第伍話

来る日も、来る日も…まるで家政婦のよう!

いいえ、家政婦ならまだましよ。

私はまるで、外出許可が付帯した囚人だわ!

私はこんな毎日を送るために結婚したんじゃないわよ!

安月給の能無し亭主。

見てくればっかり気にする外面だけ長女。

挙げ句の果てには、いつ死んでくれるのかも分からない嫌味な姑。

毎日好きな時に起きて、好きな時にご飯食べて、家の事は何一つしやしない!

「これじゃ、こっちが先に逝っちゃうわよ!」

最後は声に出ていた。

『…?』

私は、ふと、パチンコ屋の前で立ち止まった。

働き始めた頃、会社のみんなで飲んだ帰りに行った記憶がある。

五月蠅うるさくて、タバコの煙が充満していたように思う。

『…よし!』

何故か足が向いた。

ドアを開ける。

「いらしゃいませー!」と、店員が騒音にも負けずに笑顔で声を張る。

『うわ…凄い。』

みんな夢中になっていた。

『一心不乱ってやつね。』

グルッと店内を1周してから、お爺ちゃんの隣に座った。

私は千円札を財布から取り出す。

『…どこに入れたらいいのよ。』

困っていると、隣のお爺ちゃんがにこやかに指し示してくれた。

私は会釈でお礼をしてからお札を入れた。

そうすると、球がジャラジャラと出てくる。

ハンドルを持っていざ勝負!

…あっという間に球がなくなってしまった。

『馬鹿らしい。帰ろう。』

そう思った時、お爺ちゃんが杖をどけて、私に球をくれた。

私は断ったのだが、「一人で打ってもつまらんから。」と言って分け与えてくれた。

よく見ると、お爺ちゃんのイスの周りには、たくさんの球が置いてあった。

『お言葉に甘えて。』

私は「ありがとうございます。」と言って、再挑戦した。

そうすると、1個の球がチャッカ―へ、滑るようにスルリと入った。

液晶が動き出す。

7の数字が左から順に止まる。

77…最後の数字がゆっくりと上から下に回っていく…。

778。

『残念。

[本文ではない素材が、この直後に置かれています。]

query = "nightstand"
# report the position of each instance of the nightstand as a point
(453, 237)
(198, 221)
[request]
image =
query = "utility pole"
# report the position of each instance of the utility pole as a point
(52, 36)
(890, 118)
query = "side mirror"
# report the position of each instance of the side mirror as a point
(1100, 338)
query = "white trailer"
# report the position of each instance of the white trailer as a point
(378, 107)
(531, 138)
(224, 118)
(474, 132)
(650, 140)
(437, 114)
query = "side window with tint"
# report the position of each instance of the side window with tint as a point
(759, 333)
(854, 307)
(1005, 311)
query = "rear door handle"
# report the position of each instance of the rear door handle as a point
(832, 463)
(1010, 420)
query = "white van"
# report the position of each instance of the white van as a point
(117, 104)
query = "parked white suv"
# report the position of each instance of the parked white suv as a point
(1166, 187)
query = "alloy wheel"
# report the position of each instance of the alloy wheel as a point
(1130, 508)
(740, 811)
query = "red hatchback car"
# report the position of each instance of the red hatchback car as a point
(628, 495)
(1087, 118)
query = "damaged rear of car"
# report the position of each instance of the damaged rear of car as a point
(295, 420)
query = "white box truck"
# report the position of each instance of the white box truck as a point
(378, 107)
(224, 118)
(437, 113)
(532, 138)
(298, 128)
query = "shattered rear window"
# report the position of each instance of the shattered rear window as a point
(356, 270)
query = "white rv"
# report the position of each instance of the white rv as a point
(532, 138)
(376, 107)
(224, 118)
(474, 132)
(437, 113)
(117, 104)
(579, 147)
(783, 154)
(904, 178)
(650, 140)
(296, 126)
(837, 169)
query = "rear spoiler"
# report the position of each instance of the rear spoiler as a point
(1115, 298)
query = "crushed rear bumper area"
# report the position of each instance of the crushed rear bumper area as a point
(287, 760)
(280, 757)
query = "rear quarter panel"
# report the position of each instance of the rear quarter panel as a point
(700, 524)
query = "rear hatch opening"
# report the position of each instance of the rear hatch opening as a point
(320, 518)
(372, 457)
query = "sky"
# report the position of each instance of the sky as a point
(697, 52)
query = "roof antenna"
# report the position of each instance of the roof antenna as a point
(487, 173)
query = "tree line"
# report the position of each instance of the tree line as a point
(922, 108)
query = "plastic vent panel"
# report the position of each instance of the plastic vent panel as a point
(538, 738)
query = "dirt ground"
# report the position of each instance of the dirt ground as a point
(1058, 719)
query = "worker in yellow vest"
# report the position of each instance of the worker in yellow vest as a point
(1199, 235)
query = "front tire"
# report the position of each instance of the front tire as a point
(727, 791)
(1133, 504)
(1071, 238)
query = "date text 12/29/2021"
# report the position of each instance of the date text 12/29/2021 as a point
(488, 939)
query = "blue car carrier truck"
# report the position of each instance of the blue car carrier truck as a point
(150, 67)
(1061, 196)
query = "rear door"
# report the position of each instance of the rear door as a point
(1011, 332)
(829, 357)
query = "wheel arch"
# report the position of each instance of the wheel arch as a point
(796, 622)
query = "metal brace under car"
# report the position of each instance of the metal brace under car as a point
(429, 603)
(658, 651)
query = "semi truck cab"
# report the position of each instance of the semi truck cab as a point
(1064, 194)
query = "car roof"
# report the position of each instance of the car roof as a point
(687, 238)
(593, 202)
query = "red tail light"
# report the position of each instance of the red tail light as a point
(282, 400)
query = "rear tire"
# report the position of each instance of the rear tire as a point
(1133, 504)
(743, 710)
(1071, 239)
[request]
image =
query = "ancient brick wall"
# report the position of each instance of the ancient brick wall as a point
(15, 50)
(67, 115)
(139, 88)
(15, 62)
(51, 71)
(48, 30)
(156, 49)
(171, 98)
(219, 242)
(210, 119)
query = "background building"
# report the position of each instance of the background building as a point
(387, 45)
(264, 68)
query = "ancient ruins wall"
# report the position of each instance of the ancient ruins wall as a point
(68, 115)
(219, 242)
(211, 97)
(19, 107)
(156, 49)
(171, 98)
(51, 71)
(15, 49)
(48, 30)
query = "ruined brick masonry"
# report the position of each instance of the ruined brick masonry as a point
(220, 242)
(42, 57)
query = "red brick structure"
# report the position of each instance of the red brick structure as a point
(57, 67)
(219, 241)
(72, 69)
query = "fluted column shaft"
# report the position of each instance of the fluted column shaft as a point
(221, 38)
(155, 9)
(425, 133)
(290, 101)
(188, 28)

』

私はお爺ちゃんにダメの顔を見せた。

そしたら、お爺ちゃんが液晶を指差す。

『?』

右の8が動き出した!?

高速回転で回ると、7で止まった!

777盤面がキラキラと華やいだ。

私は拍手をして喜んだが、お爺ちゃんがハンドルを握れと合図をくれる。

私は慌ててハンドルを握った。

「お爺ちゃん!ありがとう!!」

お爺ちゃんはうんうんと、頷きながら笑っている。

「嫌なことばかりで辟易へきへきしてたの!私がどんなに家族のために一生懸命やっても、みんな当たり前って顔してるんだもん!もっと、感謝しろっていうの!笑。」

私は騒音に任せて大声で愚痴を量産した。

「お前さんは、今の暮らしが嫌なのかい?」

お爺ちゃんは聞く。

「どうかなぁ。もうちょっとだけ、ましになっては欲しいかな。」

「ましと言うと?」

「旦那の給料が上がる。娘が家のこと手伝う。姑が優しくなる…とか?笑。」

「それは、無理なことなんかい?」

「旦那の給料は無理ねぇ。娘もあの調子だし。姑なんか期待するのも面倒だわ!苦笑。」

「お前さん、それじゃ一歩も動かんで諦めるんじゃの?」

『あ…。』と思った。

確かに、私から動こうという所はひとつもなかった。

私自身、やってもらって【当たり前】、という感覚で話していた。

「一家の大黒柱は旦那と昔は言うとったが、家の中の風習を司るのは、奥方かもしれんのぉ。」

お爺ちゃんは、にこやかにそう言う。

『なかなかのご意見で。笑。』

私は、だからといって直ぐにどうこうというつもりはなかったけれど、何かの時にお爺ちゃんの話を思い出すのもいいかも…と思っていた。

「お爺ちゃん!缶コーヒー買ってくるわね!」

そう言って席を立った。

ついでにトイレへ行き、缶コーヒーを2缶買って戻る。

「あれ?」

お爺ちゃんがいない…それに、あれだけ足元にあったお爺ちゃんの球もない。

「あの、すいません!」

店員さんに声をかける。

「さっきそこでやってたお爺ちゃん、どこ行きましたか?」

店員さんが「?」という表情をした。

「誰もいませんでしたよ!」と、耳元で声を張り、お辞儀をして通り過ぎて行く。

『私…疲れてるのかしら?』

そんなことを思案しつつ、私はこの球をどうしたらいいのかということと、夕飯の支度が遅れた分の段取りを考えていた―――。